A person taking a sample of their blood

Type 2 Diabetes

Type 2 diabetes is a chronic condition affecting the body's ability to process sugar (glucose) for energy, leading to dangerously high levels of blood glucose (hyperglycemia). It's the most common form of diabetes.

Symptoms of type 2 diabetes may include excessive thirst, frequent urination, and extreme fatigue. As the disease progresses, serious complications can develop, including skin disorders, sexual dysfunction, nerve damage, kidney disease, and vision loss.

Type 2 diabetes develops when the body becomes less sensitive to insulin (a hormone essential for bringing glucose into cells). The condition can be diagnosed with a simple blood test. 

In many cases, type 2 diabetes can be managed through lifestyle modifications like diet and exercise, though medication may also be necessary. 

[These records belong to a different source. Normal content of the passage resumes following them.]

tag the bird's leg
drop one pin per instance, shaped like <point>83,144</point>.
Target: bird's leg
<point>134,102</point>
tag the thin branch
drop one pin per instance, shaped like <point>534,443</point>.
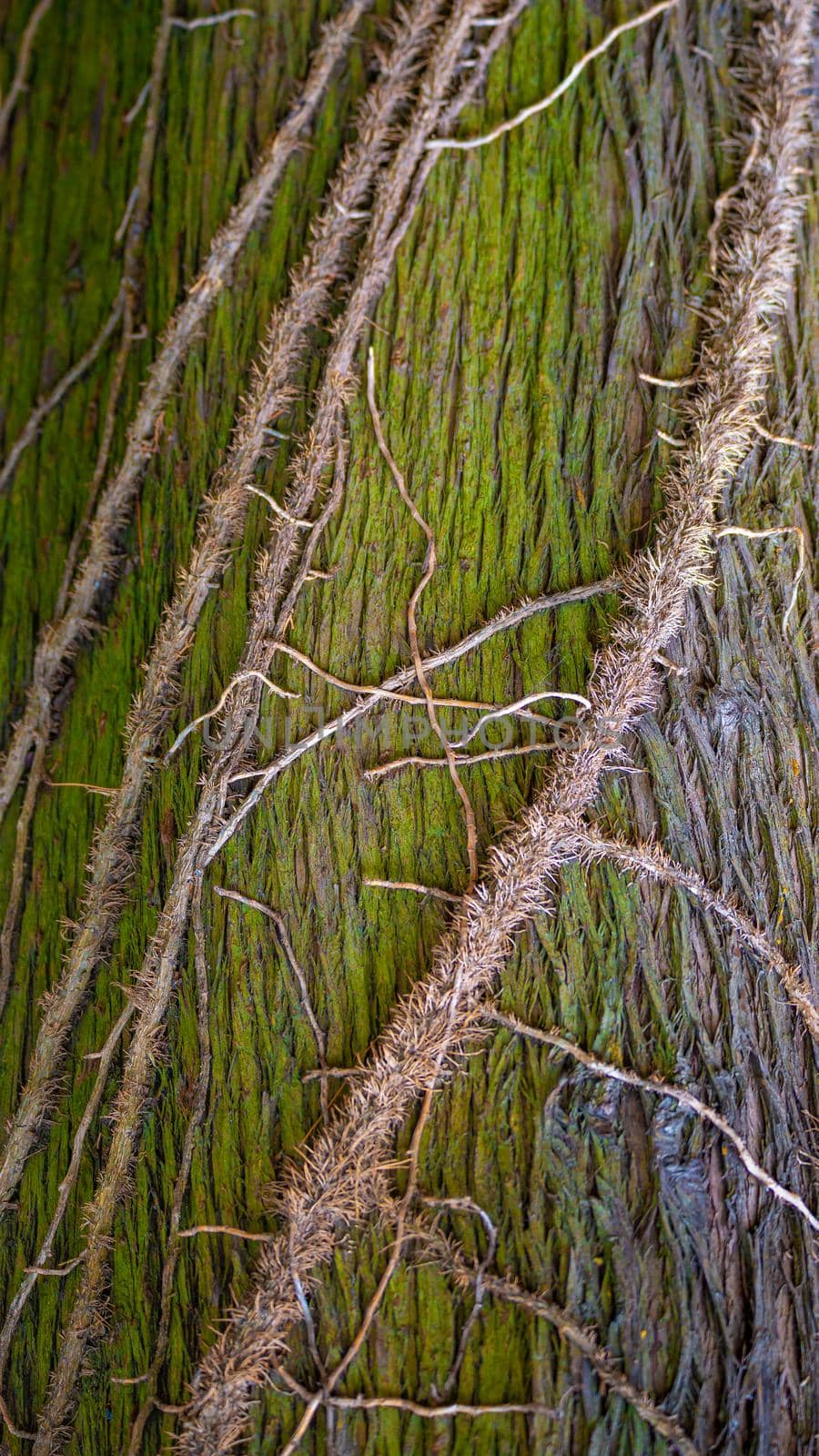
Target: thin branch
<point>278,510</point>
<point>470,143</point>
<point>508,711</point>
<point>298,973</point>
<point>467,1206</point>
<point>65,1191</point>
<point>780,440</point>
<point>659,1088</point>
<point>683,382</point>
<point>22,67</point>
<point>401,1234</point>
<point>131,116</point>
<point>200,22</point>
<point>11,916</point>
<point>60,640</point>
<point>429,570</point>
<point>305,308</point>
<point>235,682</point>
<point>41,1271</point>
<point>79,784</point>
<point>63,386</point>
<point>504,621</point>
<point>420,890</point>
<point>651,861</point>
<point>767,535</point>
<point>341,1179</point>
<point>280,577</point>
<point>435,1412</point>
<point>382,692</point>
<point>490,756</point>
<point>227,1228</point>
<point>181,1184</point>
<point>577,1336</point>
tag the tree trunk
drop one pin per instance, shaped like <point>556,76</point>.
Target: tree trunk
<point>538,277</point>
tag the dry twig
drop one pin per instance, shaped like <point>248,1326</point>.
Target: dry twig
<point>471,143</point>
<point>290,327</point>
<point>428,572</point>
<point>65,1191</point>
<point>298,975</point>
<point>649,861</point>
<point>22,67</point>
<point>283,570</point>
<point>341,1178</point>
<point>767,535</point>
<point>659,1088</point>
<point>506,621</point>
<point>62,640</point>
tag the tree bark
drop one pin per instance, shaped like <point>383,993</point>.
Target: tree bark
<point>538,277</point>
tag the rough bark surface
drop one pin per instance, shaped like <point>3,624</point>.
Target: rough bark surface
<point>540,276</point>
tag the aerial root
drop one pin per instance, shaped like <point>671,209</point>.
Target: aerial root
<point>213,713</point>
<point>429,570</point>
<point>471,143</point>
<point>649,861</point>
<point>659,1088</point>
<point>768,535</point>
<point>298,975</point>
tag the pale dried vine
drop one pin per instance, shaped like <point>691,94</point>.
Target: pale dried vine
<point>339,1179</point>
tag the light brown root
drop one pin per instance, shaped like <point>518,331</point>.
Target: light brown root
<point>11,916</point>
<point>66,1188</point>
<point>581,1339</point>
<point>420,890</point>
<point>431,1412</point>
<point>471,143</point>
<point>298,975</point>
<point>76,784</point>
<point>649,861</point>
<point>385,693</point>
<point>182,1177</point>
<point>200,22</point>
<point>341,1177</point>
<point>56,1273</point>
<point>22,67</point>
<point>368,1320</point>
<point>308,305</point>
<point>467,1206</point>
<point>659,1088</point>
<point>60,641</point>
<point>213,713</point>
<point>768,535</point>
<point>429,570</point>
<point>506,621</point>
<point>136,230</point>
<point>63,388</point>
<point>511,710</point>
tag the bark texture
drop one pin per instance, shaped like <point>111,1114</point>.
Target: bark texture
<point>538,277</point>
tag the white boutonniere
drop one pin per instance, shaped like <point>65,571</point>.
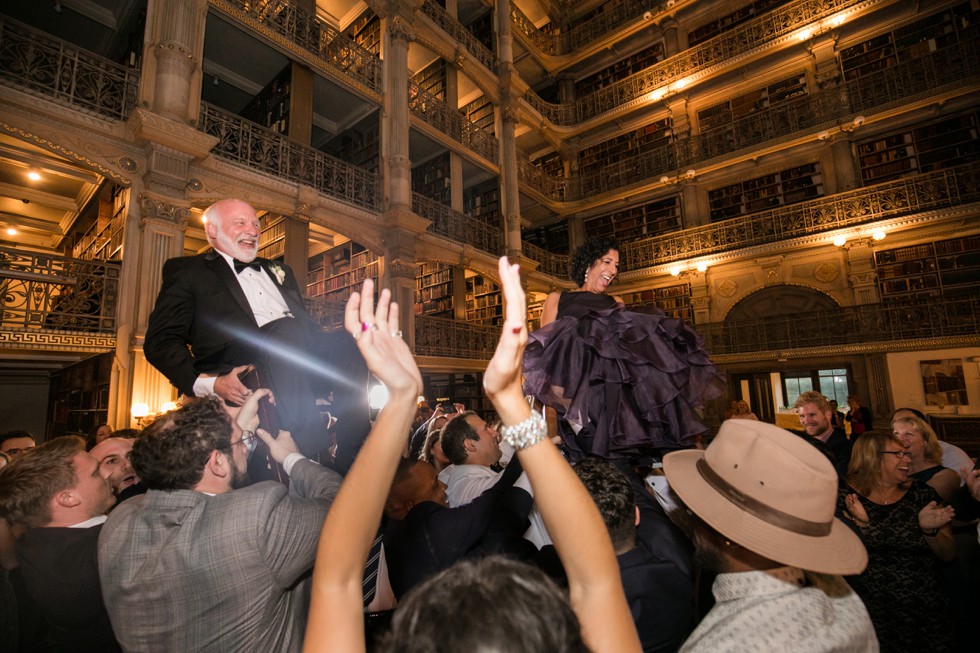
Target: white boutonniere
<point>278,273</point>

Frequently Asked Questions

  • What causes type 2 diabetes?

    Type 2 diabetes is caused by insulin resistance (when cells become less sensitive to insulin), or when the pancreas produces less insulin than necessary for proper glucose balance. While family history and genetics play a role in the development of type 2 diabetes, lifestyle factors such as consuming a diet rich in processed foods, low physical activity, and obesity can contribute, too.

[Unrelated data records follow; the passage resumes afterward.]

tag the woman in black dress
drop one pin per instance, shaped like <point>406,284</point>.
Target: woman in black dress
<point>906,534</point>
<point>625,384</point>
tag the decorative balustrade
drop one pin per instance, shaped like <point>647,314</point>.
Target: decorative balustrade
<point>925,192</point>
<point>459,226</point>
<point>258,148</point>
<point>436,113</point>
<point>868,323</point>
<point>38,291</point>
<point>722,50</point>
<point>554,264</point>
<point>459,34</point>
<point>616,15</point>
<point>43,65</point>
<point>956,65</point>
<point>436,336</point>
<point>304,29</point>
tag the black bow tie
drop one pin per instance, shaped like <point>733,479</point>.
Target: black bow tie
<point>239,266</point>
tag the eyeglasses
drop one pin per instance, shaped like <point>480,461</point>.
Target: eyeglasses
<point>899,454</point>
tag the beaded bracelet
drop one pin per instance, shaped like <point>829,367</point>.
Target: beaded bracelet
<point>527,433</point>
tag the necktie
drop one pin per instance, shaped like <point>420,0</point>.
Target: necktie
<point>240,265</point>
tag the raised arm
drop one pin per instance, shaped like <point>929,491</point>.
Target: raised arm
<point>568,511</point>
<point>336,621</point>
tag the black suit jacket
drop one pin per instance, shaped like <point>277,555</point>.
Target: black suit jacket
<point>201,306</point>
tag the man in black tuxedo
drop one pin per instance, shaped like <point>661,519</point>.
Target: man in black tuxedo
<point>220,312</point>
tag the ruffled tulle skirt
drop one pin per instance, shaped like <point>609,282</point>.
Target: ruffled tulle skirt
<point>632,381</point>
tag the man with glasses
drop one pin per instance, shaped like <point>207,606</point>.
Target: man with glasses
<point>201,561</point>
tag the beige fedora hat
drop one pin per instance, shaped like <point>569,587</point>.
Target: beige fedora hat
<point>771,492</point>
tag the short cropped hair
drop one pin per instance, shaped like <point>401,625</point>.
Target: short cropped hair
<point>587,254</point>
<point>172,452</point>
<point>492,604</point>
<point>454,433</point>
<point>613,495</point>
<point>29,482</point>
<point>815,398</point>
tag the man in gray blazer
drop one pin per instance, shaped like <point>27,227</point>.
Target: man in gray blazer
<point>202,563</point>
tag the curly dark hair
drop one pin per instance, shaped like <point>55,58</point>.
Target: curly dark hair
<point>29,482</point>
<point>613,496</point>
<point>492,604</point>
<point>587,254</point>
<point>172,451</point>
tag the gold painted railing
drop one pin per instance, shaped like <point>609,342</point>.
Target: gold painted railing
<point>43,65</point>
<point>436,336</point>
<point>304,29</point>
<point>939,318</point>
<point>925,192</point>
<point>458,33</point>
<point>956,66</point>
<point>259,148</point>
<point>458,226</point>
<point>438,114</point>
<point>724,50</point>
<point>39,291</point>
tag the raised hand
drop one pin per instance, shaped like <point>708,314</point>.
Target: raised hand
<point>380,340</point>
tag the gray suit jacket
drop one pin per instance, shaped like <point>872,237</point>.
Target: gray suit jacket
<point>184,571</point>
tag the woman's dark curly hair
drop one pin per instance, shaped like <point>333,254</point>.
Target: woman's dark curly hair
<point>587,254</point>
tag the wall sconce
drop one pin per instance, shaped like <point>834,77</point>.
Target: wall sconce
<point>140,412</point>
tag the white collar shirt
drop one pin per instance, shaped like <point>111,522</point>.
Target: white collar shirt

  • Is type 2 diabetes curable?

    If you're able to closely follow a comprehensive treatment plan (typically including both medication and lifestyle changes), type 2 diabetes can be reversible. Reversible isn't the same as curable, but it does mean a reduced risk of future complications. It may be possible for some people to wean off medication and manage their diabetes solely through diet and exercise.

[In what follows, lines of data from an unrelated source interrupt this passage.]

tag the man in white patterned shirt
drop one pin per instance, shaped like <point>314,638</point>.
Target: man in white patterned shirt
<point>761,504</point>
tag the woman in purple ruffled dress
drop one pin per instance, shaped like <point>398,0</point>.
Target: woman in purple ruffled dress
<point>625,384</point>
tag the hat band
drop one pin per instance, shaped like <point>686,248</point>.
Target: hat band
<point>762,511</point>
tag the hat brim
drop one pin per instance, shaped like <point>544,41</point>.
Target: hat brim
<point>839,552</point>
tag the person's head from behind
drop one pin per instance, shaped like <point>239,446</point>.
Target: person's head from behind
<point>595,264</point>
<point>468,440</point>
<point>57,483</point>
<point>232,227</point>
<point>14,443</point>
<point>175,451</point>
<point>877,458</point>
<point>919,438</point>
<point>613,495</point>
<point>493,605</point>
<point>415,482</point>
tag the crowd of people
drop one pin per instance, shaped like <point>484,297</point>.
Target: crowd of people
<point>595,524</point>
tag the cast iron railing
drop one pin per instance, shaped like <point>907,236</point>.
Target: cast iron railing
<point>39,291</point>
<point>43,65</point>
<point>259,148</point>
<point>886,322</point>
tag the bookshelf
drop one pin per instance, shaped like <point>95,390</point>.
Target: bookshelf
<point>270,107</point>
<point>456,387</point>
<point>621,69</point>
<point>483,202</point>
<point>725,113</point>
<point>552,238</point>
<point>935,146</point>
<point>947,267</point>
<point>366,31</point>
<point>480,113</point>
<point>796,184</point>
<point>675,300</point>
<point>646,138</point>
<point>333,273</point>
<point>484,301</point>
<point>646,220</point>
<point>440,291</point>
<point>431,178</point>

  • What is the difference between type 1 and type 2 diabetes?

    Type 1 diabetes is an autoimmune condition in which the body's immune cells attack the pancreas, stopping insulin production. It usually develops during childhood, but may occur after age 30, too. Type 2 diabetes is a chronic disease in which the body's cells become desensitized to insulin. It typically sets in during adulthood, but may affect children, too.

  • Is type 2 diabetes genetic?

    It seems that if you have a family member who has been diagnosed with type 2 diabetes, you're more likely to develop the condition yourself, suggesting a genetic component. However, having a genetic disposition is not a guarantee you'll be diagnosed—your lifestyle plays an important part, too. What you eat, how much you exercise, your weight and age all determine which genes can be turned on or off—a concept called epigenetics.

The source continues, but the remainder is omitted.